It's about time I put something up for criticism so I'll submit this work in progress on the basis that I quite like it, and it has not taken me long to put together. Part of the reason for this alacrity is that there is a very small kernel of truth to the events which I have pushed to breaking point and mangled beyond recognition in pursuit of a bit of fun. It is still not complete because the conclusion to the story is so bizarre that articulating it will require a degree of effort that I have no time to spare right now so it's going to find a place in my projects folder until such time as I am able.
A Night Out in the Welsh Valleys
A Night Out in the Welsh Valleys
Warning: Mature and with Strong Language.
I'm stood in the toilet block off the bar at the local football team’s social club, beginning to feel that early onset unsteadiness brought on by the over enthusiastic ingestion of Cardiff’s finest brew, Mr Brain’s S.A. Short for Strong Ale to the uninitiated, or Skull Attack for the more knowledgeable among us. The tin trough urinal in front of me is drumming, no vocalising, an acceptance of my offering with commendable variation in pitch, and life, all in all is feeling good.
Stood next to me is what archaeologists have been searching for, for most of the 20[SUP]th[/SUP] century, the missing link between us and Cro-Magnon man.
“What the fuck you looking at?” says Cro-Magnon
“Hard to say mate, there’s no label attached”

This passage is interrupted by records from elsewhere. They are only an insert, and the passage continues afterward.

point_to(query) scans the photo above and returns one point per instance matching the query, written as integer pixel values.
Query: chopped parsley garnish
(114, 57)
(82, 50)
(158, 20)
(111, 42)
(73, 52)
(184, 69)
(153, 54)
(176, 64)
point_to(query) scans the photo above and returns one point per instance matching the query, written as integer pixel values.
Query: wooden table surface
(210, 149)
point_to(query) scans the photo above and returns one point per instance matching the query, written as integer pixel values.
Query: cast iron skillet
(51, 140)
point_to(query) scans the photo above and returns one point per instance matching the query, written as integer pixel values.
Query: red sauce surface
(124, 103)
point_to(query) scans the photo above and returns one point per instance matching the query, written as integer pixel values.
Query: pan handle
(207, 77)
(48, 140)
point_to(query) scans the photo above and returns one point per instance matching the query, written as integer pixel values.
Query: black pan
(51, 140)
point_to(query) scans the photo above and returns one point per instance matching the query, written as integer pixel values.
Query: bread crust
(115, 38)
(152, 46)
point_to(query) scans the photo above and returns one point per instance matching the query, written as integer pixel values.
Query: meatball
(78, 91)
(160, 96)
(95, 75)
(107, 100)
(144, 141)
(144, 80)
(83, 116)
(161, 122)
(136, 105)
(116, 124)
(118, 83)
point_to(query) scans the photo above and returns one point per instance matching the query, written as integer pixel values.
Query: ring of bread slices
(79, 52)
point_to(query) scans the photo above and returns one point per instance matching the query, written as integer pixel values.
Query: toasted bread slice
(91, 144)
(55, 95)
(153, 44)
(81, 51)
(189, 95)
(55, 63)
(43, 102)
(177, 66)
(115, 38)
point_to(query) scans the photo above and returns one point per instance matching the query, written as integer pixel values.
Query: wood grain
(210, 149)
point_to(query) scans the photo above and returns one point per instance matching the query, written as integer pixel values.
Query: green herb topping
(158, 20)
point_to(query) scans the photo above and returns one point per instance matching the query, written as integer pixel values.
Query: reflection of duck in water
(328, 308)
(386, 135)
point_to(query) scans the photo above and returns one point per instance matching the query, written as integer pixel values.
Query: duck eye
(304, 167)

At this point I am mentally cursing Mr Brain for brewing his truth serum of a beer and breathe a sigh of relief when the lavvy door opens and Cabdo Morgan makes an entrance. Cabdo is a warrior of a miner, a natural, whose physical senses, dimmed by the dark and noise of years at the coal face have been replaced by almost psychic sensibilities to the proximity of danger. It is also my good fortune that Cabdo is one of tonight’s drinking buddies.
Good old Cabdo has the situation weighed up in an instant. I look first at the 5’ 4” of Cabdo and then the 6’ 3” of Cro-Magnon. Undeterred Cabdo says
“You got a problem with my mate?”
To which Cro-Magnon, in a moment of critical underestimation says
“See you pint size, piss off or you’ll get the same as your pal over there is going to get.”
Cabdo, unimpressed with the Glaswegian ‘See You’ euphemism takes a swing at Cro-Magnon’s solar plexus but can only connect with the groin instead. It is a fortunate overestimation of Cabdo’s reach. As Cro-Magnon staggers back, holding his crotch his elbow catches me and I fall into the urinal. At his moment the lavvy door opens once again and this time it’s Idris Evans, a panicky sort of bloke with an eye for drama; he eyes up the situation and is gone in an instant. In the meantime Cabdo, with an expression of mirth at my predicament mixed with some small concern for Cro-Magnon's well-being begins to haul us both to our feet.
Yet again the lavvy door opens and I have a momentary flashback to my youth and those Saturday afternoon matinees in the Village Hall cinema showing those old Keystone Cops movies. The door groans on its hinges as what must be every patron of the Social Club’s Men Only Bar attempts an entrance simultaneously. The lavvy is now full to bursting point. Quickly formed alliances ensue of those present favouring either Cabdo or Cro-Magnon. These in turn become the spark of ignition, the opportunity, for the conflagration of ritual insults, fuelling all those long standing tribal grudges which plague otherwise small close knit communities, some going so far back they are ancestral in origin. Everyone quickly perceives the lack of space is a hindrance to the employment of limbs and fists so these ancient disputes begin to resolve themselves with head-butts and knees. This carries on for some minutes until the futility of it all causes a gradual loss of interest with finger pointing and warnings of dire retribution a kind of farewell parting shot replacing hostility and attempted physical harm. The lavvy slowly begins to empty until, I'm alone; I breathe a sigh of relief. The seat of my pants are, of course toxic, but I decide to keep an open mind for the time being on whether the situation is recoverable or not and make my way back into the bar.
All has returned to normal with the drinking fraternity; a freak storm that has blown itself out; banter and buying rounds are an encouraging sign the evening flashpoint has passed. Though, as I take my seat back with my pals, the studied, artificial indifference breaks into sniggers and elbows digging neighbourly ribs. I look on sheepishly.
“God, you’re a bit ripe!” says Nimrod. “I can smell that disinfectant block from here.”
“I’ll pass it off as aftershave if anyone asks” I say sheepishly.
“Go on with you mun” says Rhodri “I’ve smelt a lot worse down the pit. Let me tell you boys Dafydd The Milk farted at the coal face a few months back and no-one would work the seam for a week; foreman had to pay time and a half to get anyone near it.”
He turns to me and says “Cledwyn bach, why don’t you go stand against the radiator over there and dry yourself out a bit.”